A newly identified fossil snake from Wyoming is rewriting scientists’ understanding of snake evolution. The species, named Hibernophis breithaupti, lived about 34 million years ago and may represent an early branch of Booidea, the broader group that includes modern boas and pythons.

This discovery is notable not only for the snake itself, but also for the unexpected way it was uncovered. Researchers studied four fossils from the White River Formation in Converse County, Wyoming. Three came from a single rock block, and two of those were visible on the surface. A third was hidden inside the rock and only detected later through CT scanning. A fourth specimen came from a nearby site in the same formation.

Rare Fossils Reveal a More Complete Snake

Fossil snakes are usually known from isolated vertebrae, which can tell researchers only so much. Here, the team could examine skulls, jaws, vertebrae, and other parts of the skeleton in remarkable detail. That allowed them to identify a new genus and species rather than trying to force the fossils into older, poorly defined categories based mostly on loose vertebrae.

The new snake was small, likely burrowing, and appears to have been part of an ancient North American snake fauna that looked very different from today’s. Before more modern snake groups rose to dominance, constricting snakes were a major part of North America’s ecosystems. Hibernophis helps fill in that earlier world and suggests the continent may have played a bigger role in the early evolution of boa-like snakes than scientists once thought.

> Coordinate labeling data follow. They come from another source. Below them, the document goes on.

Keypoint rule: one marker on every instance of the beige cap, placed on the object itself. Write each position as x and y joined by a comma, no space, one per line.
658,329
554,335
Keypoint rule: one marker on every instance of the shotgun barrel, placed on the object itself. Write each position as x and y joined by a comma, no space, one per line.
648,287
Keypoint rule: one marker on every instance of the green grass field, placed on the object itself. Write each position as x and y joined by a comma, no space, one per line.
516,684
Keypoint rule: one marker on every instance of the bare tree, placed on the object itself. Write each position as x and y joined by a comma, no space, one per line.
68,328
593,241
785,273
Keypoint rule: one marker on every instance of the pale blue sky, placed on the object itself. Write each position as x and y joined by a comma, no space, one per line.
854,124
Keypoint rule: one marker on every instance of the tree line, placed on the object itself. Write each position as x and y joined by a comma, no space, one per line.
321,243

An intriguing behavioral possibility

The snakes were preserved curled together in what appears to have been a burrow, which could make this the oldest known evidence of snakes hibernating in groups. If confirmed, this would push back the evolutionary origins of complex social or survival behaviors in snakes by tens of millions of years. That idea cannot be proven with complete certainty, but it fits the arrangement of the specimens and echoes a behavior still seen in living snakes.

Garter Snake
Snakes do not undergo true hibernation like mammals but instead enter a similar physiological state known as brumation. As ectothermic animals, their body temperature and metabolism depend on environmental conditions. When temperatures drop, snakes become inactive, stop feeding, and retreat to protected shelters such as burrows or rock crevices to conserve energy. In some species, multiple individuals gather in the same location, which may help reduce heat loss. Credit: Stock

“Modern garter snakes are famous for gathering by the thousands to hibernate together in dens and burrows,” says Michael Caldwell, a U of A paleontologist who co-led the research along with his former graduate student Jasmine Croghan, and collaborators from Australia and Brazil. “They do this to conserve heat through the effect created by the ball of hibernating animals. It’s fascinating to see possible evidence of such social behavior or hibernation dating back 34 million years.”

The anatomy tells a more complex story. Hibernophis shows traits of early booid snakes, along with features seen in Charinaidae, suggesting it may lie near a key evolutionary split. Its uncertain placement makes it especially valuable, capturing an early stage in the evolution of boa-like snakes.

Rather than fitting neatly into existing categories, it reveals that snake evolution was likely more gradual and branching than previously thought. Together, these fossils provide important new insight into how modern boa-like snakes first emerged and diversified.

Reference: “Morphology and systematics of a new fossil snake from the early Rupelian (Oligocene) White River Formation, Wyoming” by Jasmine A Croghan, Alessandro Palci, Silvio Onary, Michael S Y Lee and Michael W Caldwell, 19 June 2024, Zoological Journal of the Linnean Society.